There’s a lot going on here for a film with the simple and straightforward title ‘House,’ and not all of adds up for a coherent or clear minded horror flick but it’s still a lot of warped, gooey fun with some great 80’s practical effects, a decidedly anthology vibe despite, well, not being anthology at all really and the same kind of mischievous, rambunctious, irreverent tone to the horror that one might find in Sam Raimi’s Evil Dead films. It’s also directed by Steve Miner who has deep horror roots, having helmed the very first Friday The 13th long ago so the force is solidly strong with this one, in terms of horror speak.

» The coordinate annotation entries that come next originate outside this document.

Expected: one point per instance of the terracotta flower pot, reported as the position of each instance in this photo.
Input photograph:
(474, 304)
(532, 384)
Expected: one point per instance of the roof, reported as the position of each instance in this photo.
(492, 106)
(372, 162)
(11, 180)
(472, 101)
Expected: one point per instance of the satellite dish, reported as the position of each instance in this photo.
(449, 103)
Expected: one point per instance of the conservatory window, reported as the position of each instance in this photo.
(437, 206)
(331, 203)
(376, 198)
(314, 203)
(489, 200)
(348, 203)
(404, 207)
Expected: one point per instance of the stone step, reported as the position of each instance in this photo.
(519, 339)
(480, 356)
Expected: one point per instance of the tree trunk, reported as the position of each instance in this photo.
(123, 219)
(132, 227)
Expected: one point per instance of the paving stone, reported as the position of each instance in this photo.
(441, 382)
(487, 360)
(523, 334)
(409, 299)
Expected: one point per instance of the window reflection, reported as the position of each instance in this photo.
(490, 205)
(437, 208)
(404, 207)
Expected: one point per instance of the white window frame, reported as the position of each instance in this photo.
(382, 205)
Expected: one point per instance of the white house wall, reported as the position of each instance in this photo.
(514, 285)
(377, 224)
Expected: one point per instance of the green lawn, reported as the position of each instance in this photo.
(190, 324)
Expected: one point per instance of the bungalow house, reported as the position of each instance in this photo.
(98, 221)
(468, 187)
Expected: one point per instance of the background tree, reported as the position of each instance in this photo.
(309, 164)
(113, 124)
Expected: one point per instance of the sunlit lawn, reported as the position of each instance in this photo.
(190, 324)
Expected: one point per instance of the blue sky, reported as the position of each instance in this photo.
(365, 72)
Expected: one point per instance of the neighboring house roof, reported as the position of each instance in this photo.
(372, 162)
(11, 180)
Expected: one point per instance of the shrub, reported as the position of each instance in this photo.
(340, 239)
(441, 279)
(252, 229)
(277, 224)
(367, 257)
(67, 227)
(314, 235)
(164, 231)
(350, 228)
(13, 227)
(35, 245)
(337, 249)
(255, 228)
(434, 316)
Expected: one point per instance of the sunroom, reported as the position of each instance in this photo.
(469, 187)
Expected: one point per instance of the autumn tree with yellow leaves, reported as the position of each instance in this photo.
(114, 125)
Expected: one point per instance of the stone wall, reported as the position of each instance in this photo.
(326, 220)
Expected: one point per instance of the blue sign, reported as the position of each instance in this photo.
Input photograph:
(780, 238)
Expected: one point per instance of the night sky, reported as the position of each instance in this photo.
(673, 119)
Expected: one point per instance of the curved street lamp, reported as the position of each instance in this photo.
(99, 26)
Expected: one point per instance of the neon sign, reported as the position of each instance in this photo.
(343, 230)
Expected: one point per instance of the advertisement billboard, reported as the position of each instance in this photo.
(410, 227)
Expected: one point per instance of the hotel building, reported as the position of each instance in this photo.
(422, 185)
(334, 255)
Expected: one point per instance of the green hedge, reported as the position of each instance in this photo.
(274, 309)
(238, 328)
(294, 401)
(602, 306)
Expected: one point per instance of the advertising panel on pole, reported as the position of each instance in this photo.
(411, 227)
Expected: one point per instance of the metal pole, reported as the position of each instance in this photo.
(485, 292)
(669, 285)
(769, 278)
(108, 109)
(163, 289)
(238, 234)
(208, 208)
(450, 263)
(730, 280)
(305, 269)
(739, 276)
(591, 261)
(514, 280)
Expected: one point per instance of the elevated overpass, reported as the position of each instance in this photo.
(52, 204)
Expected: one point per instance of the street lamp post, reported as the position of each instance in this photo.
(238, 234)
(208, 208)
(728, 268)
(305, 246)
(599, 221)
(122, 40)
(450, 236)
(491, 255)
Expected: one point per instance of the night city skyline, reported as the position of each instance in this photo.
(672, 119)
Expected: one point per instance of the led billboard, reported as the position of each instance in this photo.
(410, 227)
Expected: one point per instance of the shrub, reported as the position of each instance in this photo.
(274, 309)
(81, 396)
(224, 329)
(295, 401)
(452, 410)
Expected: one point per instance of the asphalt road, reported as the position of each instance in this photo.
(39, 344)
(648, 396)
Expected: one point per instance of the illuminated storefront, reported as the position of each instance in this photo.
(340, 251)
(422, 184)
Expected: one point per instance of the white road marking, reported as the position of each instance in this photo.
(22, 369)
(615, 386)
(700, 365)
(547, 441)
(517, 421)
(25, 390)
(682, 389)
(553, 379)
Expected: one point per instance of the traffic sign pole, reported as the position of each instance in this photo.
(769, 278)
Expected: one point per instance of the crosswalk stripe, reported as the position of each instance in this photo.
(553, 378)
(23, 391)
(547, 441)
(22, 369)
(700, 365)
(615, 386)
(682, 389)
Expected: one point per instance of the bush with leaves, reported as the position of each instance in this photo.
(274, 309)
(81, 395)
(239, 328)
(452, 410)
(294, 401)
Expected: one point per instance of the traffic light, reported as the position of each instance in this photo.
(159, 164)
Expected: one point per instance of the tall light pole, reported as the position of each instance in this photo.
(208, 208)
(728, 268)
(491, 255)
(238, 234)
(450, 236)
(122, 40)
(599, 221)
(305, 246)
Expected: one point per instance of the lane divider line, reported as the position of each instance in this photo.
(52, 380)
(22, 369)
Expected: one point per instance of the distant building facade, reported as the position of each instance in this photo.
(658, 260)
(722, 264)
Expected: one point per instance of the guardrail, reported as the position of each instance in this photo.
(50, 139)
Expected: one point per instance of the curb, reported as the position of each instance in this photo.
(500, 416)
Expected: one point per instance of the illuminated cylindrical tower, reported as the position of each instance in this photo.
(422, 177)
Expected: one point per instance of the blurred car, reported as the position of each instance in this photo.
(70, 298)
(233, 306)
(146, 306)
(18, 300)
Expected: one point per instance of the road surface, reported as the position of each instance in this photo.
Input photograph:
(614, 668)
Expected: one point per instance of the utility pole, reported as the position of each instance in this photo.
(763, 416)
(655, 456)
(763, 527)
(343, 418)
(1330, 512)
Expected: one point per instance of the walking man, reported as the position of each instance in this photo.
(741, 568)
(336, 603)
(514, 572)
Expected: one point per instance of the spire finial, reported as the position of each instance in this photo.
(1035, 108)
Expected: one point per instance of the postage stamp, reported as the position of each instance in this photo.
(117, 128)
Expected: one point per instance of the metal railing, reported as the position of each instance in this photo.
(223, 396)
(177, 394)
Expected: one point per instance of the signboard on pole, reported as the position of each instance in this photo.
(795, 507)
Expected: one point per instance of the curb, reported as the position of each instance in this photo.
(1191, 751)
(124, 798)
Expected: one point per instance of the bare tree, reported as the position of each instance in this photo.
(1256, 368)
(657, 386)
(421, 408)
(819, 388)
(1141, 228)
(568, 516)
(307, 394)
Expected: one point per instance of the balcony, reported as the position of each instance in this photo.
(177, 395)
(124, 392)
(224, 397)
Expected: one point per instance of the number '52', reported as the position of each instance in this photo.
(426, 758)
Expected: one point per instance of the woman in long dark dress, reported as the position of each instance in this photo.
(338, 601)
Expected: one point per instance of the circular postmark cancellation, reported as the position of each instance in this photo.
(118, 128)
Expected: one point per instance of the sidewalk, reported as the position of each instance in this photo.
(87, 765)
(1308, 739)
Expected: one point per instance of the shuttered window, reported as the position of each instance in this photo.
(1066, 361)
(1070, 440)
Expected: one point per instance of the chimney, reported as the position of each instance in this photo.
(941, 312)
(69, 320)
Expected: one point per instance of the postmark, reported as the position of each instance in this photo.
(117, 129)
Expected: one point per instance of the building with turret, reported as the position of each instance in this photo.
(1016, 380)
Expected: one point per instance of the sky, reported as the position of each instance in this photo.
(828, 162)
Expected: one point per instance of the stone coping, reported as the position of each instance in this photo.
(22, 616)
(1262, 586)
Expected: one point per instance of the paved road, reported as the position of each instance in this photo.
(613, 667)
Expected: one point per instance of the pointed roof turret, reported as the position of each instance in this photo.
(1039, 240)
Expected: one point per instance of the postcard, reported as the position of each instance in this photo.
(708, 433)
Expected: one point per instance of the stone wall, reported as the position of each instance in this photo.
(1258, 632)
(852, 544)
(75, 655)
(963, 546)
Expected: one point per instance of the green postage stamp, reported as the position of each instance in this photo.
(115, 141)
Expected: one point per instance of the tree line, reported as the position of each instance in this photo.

William Katt plays a writer who moves into a creaky old house with his family and before they even have a chance to unpack their shit his kid goes missing, like literally before you even get properly introduced to the characters, it’s wild and hilarious. As the ominous yet silly tone is set we also meet all kinds of other ghosts and ghoulies including some spectacularly gruesome monsters that live in the closet, a fat bottomed zombie girl who keeps showing up to torment him (this is where the film feels most like Evil Dead), some pesky sentient gardening tools that follow him around, George Wendt as his sorta friendly sorta nosy neighbour who keeps bringing him beer in offers that he rudely snubs and the mummified remains of an old Nam war buddy (Richard Moll) who come back to haunt and remind him of some psychological incident regarding the war that can’t be put to rest. There is a LOT going on and unfortunately the film can’t make proper sense of it or make it all feel like it’s coherently connected beyond a kind of scattered episodic feel, hence my references to anthology films above. However, what it lacks in clear vision it makes up for in cheer lunatic energy and boisterous charm, each oozy new set piece and special effect clearly showing a level of artistry, creation and off the wall deadpan humour that is impressive and fun, the acting from everyone, Wendt in particular, is very good and it all feels like everyone was having a good time.